Ana içeriğe atla

"Türk'ün gücü her şeye yeter!"


1882 tarihinde doğduğu düşünülen ve başta Eskişehir olmak üzere Manastır, Bursa ve İzmir’de öğretmenlik ve maarif müdürlüğü yapan Ethem Nejat, “Türkçülük” his ve düşüncesi ile yetişmiştir.
Balkan savaşının yarattığı tüm olumsuzlukları, izci öğrencileriyle birlikte gönüllü olarak savaşa katılarak ve bir süre Sırplara esir düşmesi sebebiyle esaret hayatı yaşayarak görmüştür.  Dönem itibariyle sadece Hıristiyan’lar değil, başta Arap’lar olmak üzere Türk olmayan Müslümanlar da Devletin parçalanmasına yönelik ellerinden geleni yapmaktadırlar.

Bu olumsuzluklardan etkilen tüm Osmanlı aydınları gibi, bu büyük İmparatorluğun kurtuluşunun, Türklük bilincinin yerleşmesi ve daha da önemlisi Milli bir ekonomi ile gerçekleşeceğine inanmaktaydı.

Dönemin en önemli özelliği Türkçü Derneklerin ortaya çıktığı, bir başka ifade ile  “Örgütlü Türkçülük” faaliyetlerinin yapılmasıdır. Onun fikir dünyasını besleyen iki önemli isim vardı ki bunlardan Ömer Seyfettin ile 1918 yılında Türk Kadını adlı dergide, Ziya Gökalp ile de Çocuk Dünyası adlı yayın organında birlikte yazma fırsatını da bulmuştur.

Dönemin en önemli dergisi olan Türk Yurdu’nun yanı sıra, Ethem Nejat ile Osman Ferit (Uyguç) tarafından çıkarılan iki dergiden birisi olan ve köy yaşamında yapılacak değişiklikler vasıtasıyla üretimin arttırılmasını konu alan “Toprak” dergisi ile eğitim konularını içeren “Yeni Fikir” dergisi de oldukça önemlidir.

Bir Türk eğitimcisinin o günkü koşullarda isteyebileceği ne varsa O da onu istiyor, Türk çocuklarına verilecek eğitimin milli vicdan, milli ülkü aşılayacak esasları içermesi gerektiğini, milli ülkünün ise ‘Turan' olduğunu, Türklük bilinci ile yetişmeyen ve bu eğitim sonrasında önemli bir donanıma sahip olmayan vatandaşlarla mevcut sorunların aşılamayacağını düşünüyordu.

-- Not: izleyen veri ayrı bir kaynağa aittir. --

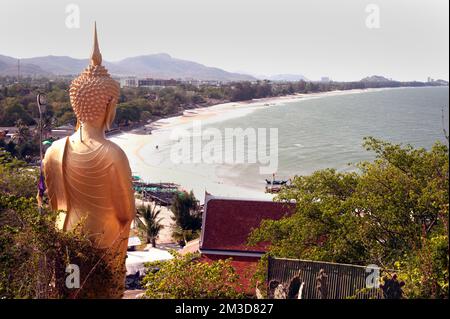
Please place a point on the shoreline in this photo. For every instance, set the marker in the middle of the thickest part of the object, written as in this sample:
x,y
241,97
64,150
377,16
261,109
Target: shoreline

En bilinen eseri hiç kuşku yok ki 1913 yılında Bursa'da kaleme aldığı “Türklük Nedir ve Terbiye Yolları” adlı eseridir. Bu eserinde, Türk çocuklarının gerek fiili gerekse iktisadi savaşa hazırlanması için izcilik gibi, gençleri askerliğe hazırlayan kuruluşlara önem verilmesi gerektiğini belirtiyordu.

Bununla beraber, Bulgar ve Rum çeteleri gibi Türklerin de milli çeteler kurması gerektiğini, çete eğitimlerinin ise okullarda verilmesinin zorunlu olduğunu ifade ederek, dönemin düşünce dünyasına göre çok daha radikal tedbirler alınmasını istiyordu.

Eğitim sistemi hakkında o gün gördüğü çelişkiler bu gün yaşananlar sıkıntılara benzemiyor mu?

“İdadi okullarına girenler seçkin sınıf oluyorlar, tüccar, sanaatkar ve çiftçi olmaya tenezzül etmiyorlar. Bizde, hatta büyüklerimizde ve hatta rastladığım büyük maarif memurlarında pek aşağı bir ruh hali ve mantıkı var: Esnaflar, tüccarlar, sanaatkarlar, çiftçiler hep okuma yazma bilmeyenlerden veya okuyamayan yazamayanlardan seçilsin. Ne kadar büyük körlük, ne acı bir endişe! Efendim esnaf, tüccar ziraatçi kendini bilmez, ilerlemeleri, gelişmeleri takip etmez (ise), bilen, anlayan milletlerin ekonomik yönden esiri olmaz mıyız?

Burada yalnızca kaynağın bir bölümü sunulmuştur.